We use ketamine for procedures/burn dsg's in our Pedi ER. Our policy states that the MD must draw the drug up and also push the drug. Most MD's go ahead with the versed pre procedure and give something to dry up secretions. I haven't seen it have a negative effect on resp status. It seems to be very effective.

This is very interesting. I was wrong about ketamine not being an analgesic, but possibly right that it isn't a good choice.

I haven't cared for the patient personally in a couple of weeks, but my understanding is that she remains on TC for the procedure. Obviously it's RNs who are giving the drug. The patient probably has a cardiac hx - she's in her 60s with morbid obesity. I'll check tomorrow.

So ketamine causes delirium on emergence only? (This I can look up, I know.)

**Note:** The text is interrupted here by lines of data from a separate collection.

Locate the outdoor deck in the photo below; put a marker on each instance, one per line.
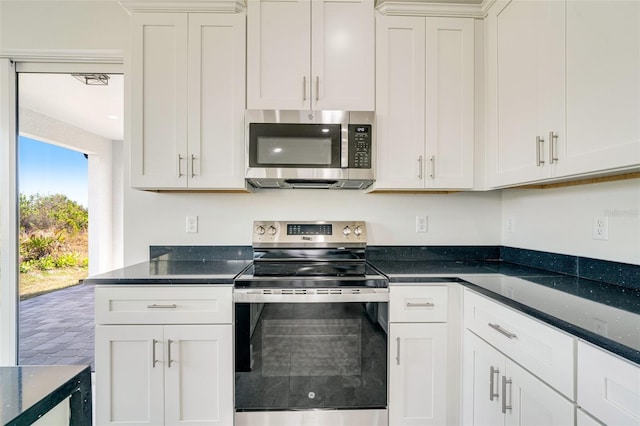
(57, 328)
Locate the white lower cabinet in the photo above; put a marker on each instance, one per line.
(163, 374)
(418, 355)
(608, 387)
(497, 391)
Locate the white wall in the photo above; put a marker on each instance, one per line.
(560, 220)
(226, 219)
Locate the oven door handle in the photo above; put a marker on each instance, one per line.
(310, 295)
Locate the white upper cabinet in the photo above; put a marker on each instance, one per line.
(563, 89)
(187, 101)
(424, 102)
(306, 54)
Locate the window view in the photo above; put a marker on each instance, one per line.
(70, 141)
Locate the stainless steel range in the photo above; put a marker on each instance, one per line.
(310, 327)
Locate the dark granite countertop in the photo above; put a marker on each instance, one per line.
(27, 393)
(173, 272)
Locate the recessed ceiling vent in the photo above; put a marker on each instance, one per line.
(92, 79)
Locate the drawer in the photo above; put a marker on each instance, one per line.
(608, 386)
(418, 303)
(163, 304)
(543, 350)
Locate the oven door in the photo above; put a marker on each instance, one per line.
(310, 349)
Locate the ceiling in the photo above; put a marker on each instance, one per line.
(96, 109)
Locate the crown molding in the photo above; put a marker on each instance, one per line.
(216, 6)
(434, 8)
(64, 56)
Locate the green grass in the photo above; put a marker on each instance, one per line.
(37, 282)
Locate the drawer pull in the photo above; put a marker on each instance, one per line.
(420, 305)
(502, 331)
(153, 354)
(506, 382)
(156, 306)
(493, 372)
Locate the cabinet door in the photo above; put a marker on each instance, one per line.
(216, 101)
(343, 49)
(199, 375)
(417, 374)
(278, 54)
(603, 87)
(450, 103)
(525, 42)
(532, 402)
(400, 102)
(482, 372)
(159, 100)
(129, 375)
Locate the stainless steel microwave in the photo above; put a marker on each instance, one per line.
(309, 149)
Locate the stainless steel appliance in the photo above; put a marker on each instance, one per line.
(306, 339)
(309, 149)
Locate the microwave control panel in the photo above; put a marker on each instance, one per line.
(360, 146)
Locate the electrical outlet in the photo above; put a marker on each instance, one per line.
(192, 224)
(511, 225)
(600, 228)
(421, 223)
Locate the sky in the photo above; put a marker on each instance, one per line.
(48, 169)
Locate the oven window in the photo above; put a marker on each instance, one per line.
(313, 355)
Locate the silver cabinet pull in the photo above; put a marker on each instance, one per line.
(420, 305)
(502, 331)
(493, 372)
(433, 166)
(553, 147)
(506, 382)
(180, 158)
(539, 147)
(154, 361)
(156, 306)
(304, 88)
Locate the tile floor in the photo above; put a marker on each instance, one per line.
(57, 328)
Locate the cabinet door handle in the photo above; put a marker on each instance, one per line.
(169, 360)
(180, 158)
(433, 166)
(506, 382)
(156, 306)
(493, 372)
(553, 147)
(154, 361)
(539, 147)
(420, 305)
(502, 331)
(304, 88)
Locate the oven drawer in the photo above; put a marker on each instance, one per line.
(543, 350)
(153, 304)
(417, 303)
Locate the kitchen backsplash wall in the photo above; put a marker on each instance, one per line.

If they have delirium, yes, it will be on emergence. A little versed along with the ketamine goes a long way towards preventing this. It also helps if they wake up in a quiet, calm environment.

Ketamine is a wonder drug for lots of things - until it became a scheduled drug, we used to carry it in our pocket, particularly for C-Sections. Some women get a great epidural block for their C/S, but really don't do well with all the tugging and pulling sensations they still feel. I'll start with some fentanyl and valium, but if that doesn't get them settled down, ketamine usually will. And I'm just talking about small doses - 10-20mg may be all it takes to get them to mellow out. For procedures or induction of anesthesia, it generally takes 1-2mg/kg, sometimes a little more. It can also be given IM, which is great for doing procedures on mentally handicapped kids. They mellow out after a few minutes, which then makes it easy to get an IV going and do the procedure.